Остров фарисеев. Путь святого. (сборник) - Голсуорси Джон (читать книги онлайн бесплатно без сокращение бесплатно .txt, .fb2) 📗
– Мы могли бы проскакать по лугам, два раза пересечь реку, а потом домой, но вы устанете.
Антония покачала головой. Тень от соломенной шляпы легла на ее щеку, розовое ухо просвечивало на солнце.
После того поцелуя в саду что-то новое появилось в их отношениях: внешне Антония вела себя с ним по-прежнему дружески, спокойно и весело, – но Шелтон чувствовал, что в ней произошла внутренняя перемена, как чувствуется перед изменением погоды, что ветер стал каким-то иным. Своим поцелуем он запятнал ее непорочную чистоту; он пытался стереть это пятно, но след все же остался, и след этот был неизгладим.

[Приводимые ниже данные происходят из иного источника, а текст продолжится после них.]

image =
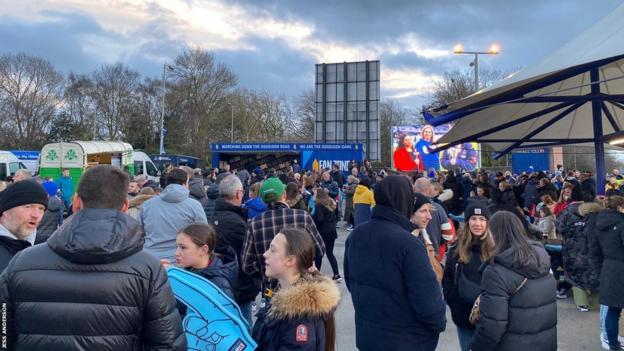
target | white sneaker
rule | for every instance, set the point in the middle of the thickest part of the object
(605, 342)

Антония принадлежала к самой цивилизованной части самой цивилизованной в мире нации, чье кредо гласит: «Можно любить и ненавидеть, можно работать и жениться, но никогда нельзя давать волю своим чувствам; дать волю чувствам – значит оставить след в памяти окружающих, а это непростительно. Пусть наша жизнь будет такой же, как наши лица, пусть не будет на ней ни складок, ни морщинок – даже от смеха. Только тогда мы будем действительно цивилизованными людьми.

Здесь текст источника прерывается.